Wednesday, August 09, 2017

'Ow's she cuttin', me cocky?

The ongoing posts about dialect, accent, and unique sayings have made me smile, and also made me think about the challenge writers face when creating dialogue in a region or among a group of people with a special lingo. It doesn't have to be an ethnic or geographical group; cops, for example, have their own shorthand for talking among themselves, often referring to the number of the criminal code offence being investigated or the outcome of a call. Outsiders rarely know what the sayings mean, and a discussion among two cops might be incomprehensible to anyone else. Medical personnel, and many other professional groups, have a similar insider language. The writer faces the challenge of how much of this insider language to use, in order to make the scene sound authentic, and how much overwhelms, districts, or confuses the reader.

One of the most unique and colourful, as well as incomprehensible, dialects in the English language is Newfoundlandese. Newfoundland was largely settled two to four hundred years ago by the Irish and West Country English, who brought their own rhythm and dialect with them, and because it's an isolated island, there was little influence from outside until recently. A lively, colourful language evolved, much of it tied to the sea upon which they depended. Some of the unique vocabulary is disappearing now but lingers in the smaller villages and outports. The title phrase in this post means "How are you, my friend?"

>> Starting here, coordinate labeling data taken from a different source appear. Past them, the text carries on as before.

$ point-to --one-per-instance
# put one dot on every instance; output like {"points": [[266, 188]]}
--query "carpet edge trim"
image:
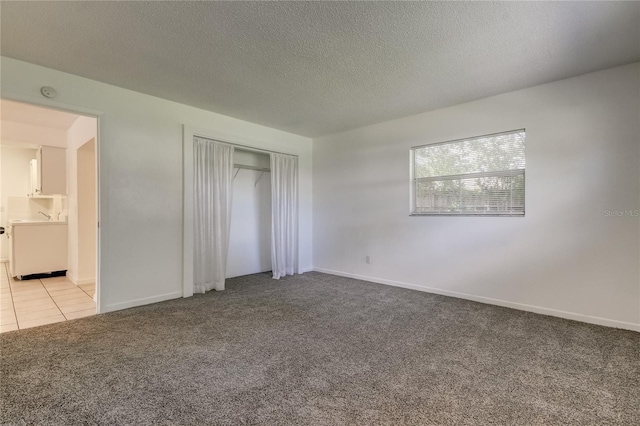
{"points": [[490, 301]]}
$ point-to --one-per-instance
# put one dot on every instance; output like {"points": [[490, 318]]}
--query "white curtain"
{"points": [[213, 177], [284, 214]]}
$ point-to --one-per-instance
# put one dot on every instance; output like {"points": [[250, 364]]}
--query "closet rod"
{"points": [[260, 169], [244, 147]]}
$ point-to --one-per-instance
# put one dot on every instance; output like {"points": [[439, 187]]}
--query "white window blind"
{"points": [[479, 176]]}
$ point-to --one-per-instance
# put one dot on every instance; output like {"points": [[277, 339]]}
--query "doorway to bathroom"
{"points": [[49, 197]]}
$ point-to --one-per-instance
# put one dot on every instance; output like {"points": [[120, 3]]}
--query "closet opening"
{"points": [[240, 212]]}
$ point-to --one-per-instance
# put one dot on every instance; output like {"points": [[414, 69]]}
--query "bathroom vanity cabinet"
{"points": [[37, 247]]}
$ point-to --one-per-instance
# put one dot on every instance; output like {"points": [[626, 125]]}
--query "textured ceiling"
{"points": [[315, 68]]}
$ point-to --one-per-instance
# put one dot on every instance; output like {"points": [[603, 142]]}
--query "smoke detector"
{"points": [[48, 92]]}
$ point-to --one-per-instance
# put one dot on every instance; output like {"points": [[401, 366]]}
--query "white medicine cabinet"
{"points": [[49, 172]]}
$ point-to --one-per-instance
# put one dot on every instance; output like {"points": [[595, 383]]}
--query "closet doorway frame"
{"points": [[188, 199]]}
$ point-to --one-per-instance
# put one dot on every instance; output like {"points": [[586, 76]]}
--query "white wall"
{"points": [[250, 234], [567, 257], [140, 172], [15, 179], [34, 134]]}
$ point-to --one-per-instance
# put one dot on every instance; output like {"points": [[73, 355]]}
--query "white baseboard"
{"points": [[514, 305], [143, 301], [80, 281]]}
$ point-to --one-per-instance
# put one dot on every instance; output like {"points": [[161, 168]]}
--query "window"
{"points": [[479, 176]]}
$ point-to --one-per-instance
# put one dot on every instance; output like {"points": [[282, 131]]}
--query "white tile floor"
{"points": [[31, 303]]}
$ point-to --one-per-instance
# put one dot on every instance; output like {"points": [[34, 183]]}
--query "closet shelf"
{"points": [[260, 169]]}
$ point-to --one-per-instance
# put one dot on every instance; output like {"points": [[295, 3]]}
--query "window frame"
{"points": [[413, 180]]}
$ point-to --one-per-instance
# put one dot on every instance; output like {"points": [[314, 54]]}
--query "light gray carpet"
{"points": [[320, 350]]}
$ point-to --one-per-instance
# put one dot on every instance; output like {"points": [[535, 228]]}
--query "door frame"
{"points": [[74, 109]]}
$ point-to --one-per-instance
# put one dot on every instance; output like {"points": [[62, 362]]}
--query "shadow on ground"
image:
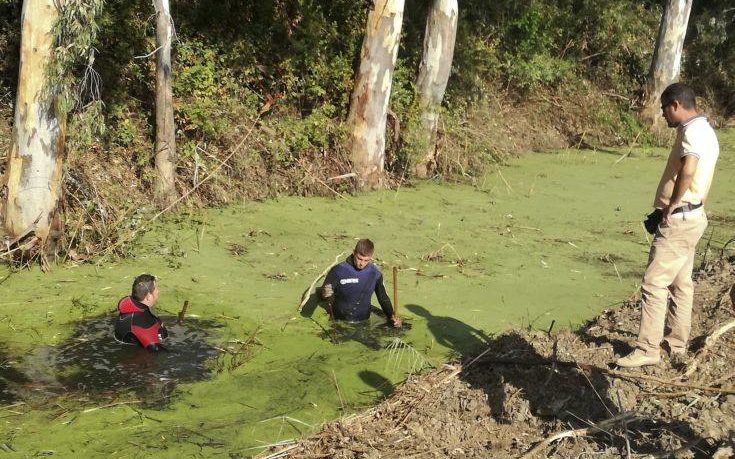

My father was a Newfoundlander who, although he moved away as a young man and lived his life as a philosophy professor in Montreal, never lost his love of his homeland and often used phrases unique to there. "Say n'ar word" was one of his favourite, meaning "don't say a word". Another was "knee high to a grasshopper" when referring to something very small. Most Newfoundlanders today can switch back and forth between dialect and standard English, and increasingly the quirky language of the countryside is disappearing, but on my visits there, I found people turned it off and on at will, depending on who they were talking to. Get two Newfoundlanders together, possibly trying to tease a "come from away" like me, and their conversation became incomprehensible.


When I was writing FIRE IN THE STARS, set on the Great Northern Peninsula in western Newfoundland, I wanted to give a hint of the local village language without distracting or confusing the reader. Trying to write "Newfoundlandese" necessitates many apostrophes, as they tend to drop their H's and the G's on the end of ing. The resulting string of written dialogue looks like a mess that the reader struggles to decipher. I opted to sprinkle the examples lightly, to give just a hint of the flavour.

Reaction to my efforts was mixed. Many readers thought I had captured the sound of the language perfectly and they felt as if they were back in that village. A few Newfoundland readers thought I had overdone it and fallen for stereotypes. As a come-from-away, I was very concerned about this possibility, and in fact I had downplayed the dialect in order to avoid it (and for the reason noted above). The language I put in the book was very much what I had heard in the little villages in remote northern Newfoundland.

But any outsider writing about a world that is not their own runs the risk of failing to capture the authentic flavour of a culture. I think we need to do the best we can, research, visit, read, talk to insiders, but then go for it. Venturing into the unknown and exploring new vistas is what writing is all about. If I only wrote about white, middle-aged, urban female psychologists like myself, I would soon run out of ideas.

Not to mention bore myself to death.